27-year-old Ibrahim al-Hussein just carried the Olympic torch through the Eleonas refugee camp in Greece.
When he lived in Syria, al-Hussein was a competitive swimmer, basketball player, and judo wrestler. He swam freestyle competitively along with three of his thirteen siblings. His father taught them all to swim at the age of five. Ibrahim and his siblings would often swim in the River Euphrates before civil war broke out in their home country.
Then in 2012, Ibrahim lost part of his leg during a bombing in Syria. It didn’t stop him from continuing to swim with determination and at record speed.
In fact, recently he was only three seconds behind his previous personal best -- swimming 50 yards in 28 seconds.
Ibrahim chose to seek, and received, asylum in Greece. While financial security in Greece is less stable than other European countries for refugees and migrants, Ibrahim has a home, a job, and swims and plays wheelchair basketball multiple times a week.

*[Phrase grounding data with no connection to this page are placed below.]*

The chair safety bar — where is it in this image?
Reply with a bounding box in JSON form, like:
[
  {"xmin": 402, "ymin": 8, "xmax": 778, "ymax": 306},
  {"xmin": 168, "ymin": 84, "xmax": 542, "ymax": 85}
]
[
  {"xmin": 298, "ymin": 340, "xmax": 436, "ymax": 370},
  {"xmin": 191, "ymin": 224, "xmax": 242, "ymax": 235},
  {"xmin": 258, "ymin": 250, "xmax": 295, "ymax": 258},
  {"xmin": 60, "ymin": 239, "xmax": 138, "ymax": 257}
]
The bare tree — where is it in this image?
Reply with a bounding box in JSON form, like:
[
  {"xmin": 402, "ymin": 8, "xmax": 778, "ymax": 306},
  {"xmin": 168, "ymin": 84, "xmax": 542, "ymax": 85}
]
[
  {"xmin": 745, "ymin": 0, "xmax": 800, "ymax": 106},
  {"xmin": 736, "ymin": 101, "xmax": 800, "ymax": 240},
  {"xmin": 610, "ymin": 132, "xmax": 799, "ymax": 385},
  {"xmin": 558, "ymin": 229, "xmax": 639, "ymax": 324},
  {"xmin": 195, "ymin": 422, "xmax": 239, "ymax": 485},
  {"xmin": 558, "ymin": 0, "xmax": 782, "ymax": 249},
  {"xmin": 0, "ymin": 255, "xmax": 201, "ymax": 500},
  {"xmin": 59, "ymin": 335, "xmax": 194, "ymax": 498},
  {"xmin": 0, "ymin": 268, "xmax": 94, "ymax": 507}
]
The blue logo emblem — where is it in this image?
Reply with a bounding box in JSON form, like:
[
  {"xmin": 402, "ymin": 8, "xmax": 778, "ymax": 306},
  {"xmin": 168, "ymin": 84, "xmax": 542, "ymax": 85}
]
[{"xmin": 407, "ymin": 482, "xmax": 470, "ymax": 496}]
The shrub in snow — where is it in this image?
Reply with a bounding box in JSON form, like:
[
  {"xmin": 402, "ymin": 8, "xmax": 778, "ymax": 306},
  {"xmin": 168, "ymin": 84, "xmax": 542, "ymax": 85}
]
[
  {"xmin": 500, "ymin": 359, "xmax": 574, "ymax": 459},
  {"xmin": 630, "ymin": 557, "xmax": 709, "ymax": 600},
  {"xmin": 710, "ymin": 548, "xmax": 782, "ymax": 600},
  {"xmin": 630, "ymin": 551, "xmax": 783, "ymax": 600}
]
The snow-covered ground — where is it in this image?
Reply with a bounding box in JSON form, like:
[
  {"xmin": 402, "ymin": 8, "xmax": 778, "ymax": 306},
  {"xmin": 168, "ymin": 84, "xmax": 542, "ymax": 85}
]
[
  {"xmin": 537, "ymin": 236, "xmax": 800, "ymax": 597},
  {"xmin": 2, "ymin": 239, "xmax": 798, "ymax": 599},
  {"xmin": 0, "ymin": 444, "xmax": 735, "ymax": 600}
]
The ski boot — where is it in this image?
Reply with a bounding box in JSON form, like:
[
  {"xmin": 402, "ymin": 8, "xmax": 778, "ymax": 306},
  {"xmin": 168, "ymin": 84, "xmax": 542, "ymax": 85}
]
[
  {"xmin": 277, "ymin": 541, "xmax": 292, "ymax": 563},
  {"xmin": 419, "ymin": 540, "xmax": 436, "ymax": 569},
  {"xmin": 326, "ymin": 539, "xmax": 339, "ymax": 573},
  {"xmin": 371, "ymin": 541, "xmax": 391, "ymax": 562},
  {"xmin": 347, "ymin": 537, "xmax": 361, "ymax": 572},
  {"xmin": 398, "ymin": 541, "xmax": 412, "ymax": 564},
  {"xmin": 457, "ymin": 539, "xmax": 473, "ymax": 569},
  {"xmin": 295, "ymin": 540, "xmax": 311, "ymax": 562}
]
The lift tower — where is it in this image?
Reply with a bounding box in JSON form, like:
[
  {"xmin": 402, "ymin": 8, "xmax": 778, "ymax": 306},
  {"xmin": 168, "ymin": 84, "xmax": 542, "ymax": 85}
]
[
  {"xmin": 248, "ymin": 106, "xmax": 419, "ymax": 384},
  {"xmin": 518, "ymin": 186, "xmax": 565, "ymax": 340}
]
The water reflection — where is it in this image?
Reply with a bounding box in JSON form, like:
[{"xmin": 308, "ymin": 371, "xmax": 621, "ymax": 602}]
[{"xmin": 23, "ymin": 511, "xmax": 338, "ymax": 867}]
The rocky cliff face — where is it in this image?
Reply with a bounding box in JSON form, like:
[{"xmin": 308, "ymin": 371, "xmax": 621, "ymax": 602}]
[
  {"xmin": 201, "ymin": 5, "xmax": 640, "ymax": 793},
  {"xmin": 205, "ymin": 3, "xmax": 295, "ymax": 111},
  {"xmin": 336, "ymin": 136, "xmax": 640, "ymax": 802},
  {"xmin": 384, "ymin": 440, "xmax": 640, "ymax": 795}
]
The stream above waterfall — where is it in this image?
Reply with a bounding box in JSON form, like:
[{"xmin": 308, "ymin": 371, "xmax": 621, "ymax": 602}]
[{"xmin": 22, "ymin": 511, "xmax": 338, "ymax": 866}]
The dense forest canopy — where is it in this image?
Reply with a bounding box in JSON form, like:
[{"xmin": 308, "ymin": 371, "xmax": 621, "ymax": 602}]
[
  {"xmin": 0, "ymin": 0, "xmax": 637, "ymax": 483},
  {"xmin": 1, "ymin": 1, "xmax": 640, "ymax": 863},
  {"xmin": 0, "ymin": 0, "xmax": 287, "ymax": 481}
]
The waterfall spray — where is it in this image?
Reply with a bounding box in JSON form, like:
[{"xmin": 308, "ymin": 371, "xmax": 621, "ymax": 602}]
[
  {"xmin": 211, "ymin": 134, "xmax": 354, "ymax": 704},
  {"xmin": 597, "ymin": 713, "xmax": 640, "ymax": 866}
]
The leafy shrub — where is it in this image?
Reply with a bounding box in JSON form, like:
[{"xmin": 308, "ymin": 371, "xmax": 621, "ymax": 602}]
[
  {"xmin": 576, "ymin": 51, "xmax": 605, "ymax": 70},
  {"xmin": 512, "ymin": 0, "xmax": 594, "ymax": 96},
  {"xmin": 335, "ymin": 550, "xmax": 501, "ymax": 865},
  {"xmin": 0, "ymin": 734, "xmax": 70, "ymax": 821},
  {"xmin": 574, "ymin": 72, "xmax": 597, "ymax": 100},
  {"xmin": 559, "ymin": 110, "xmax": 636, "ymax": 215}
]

He was handed the torch by the head of Greece’s Olympic Committee, Spyros Capralos, on Tuesday April 26th.
"I am carrying the flame for myself but also for Syrians, for refugees everywhere, for Greece, for sports, for my swimming and basketball teams,” he told BBC.
The International Olympic Committee (IOC) said this moment reflects a greater symbol of hope and support to victims of the global refugee crisis.
Ibrahim embodies the best possible aspect a person can learn from sports determination, as he carries the torch through the Eleonas camp -- home to more than 1500 refugees.
“My goal is to never give up. But to go on, to always go forward. And that I can achieve through sports,” he said.
Ibrahim will not be part of the incredible first-ever refugee team which the IOC declared will host up to 10 athletes of the 43 competitive refugee athletes the IOC has found. However, he will swim competitively in the June Olympics for people with disabilities.
The international refugee Olympic team, which will march with no specific country flag behind the host Brazil's team, will be announced in June.
Global citizens can look forward both watching Ibrahim swim, and the 10 refugee team members come forward in the coming month.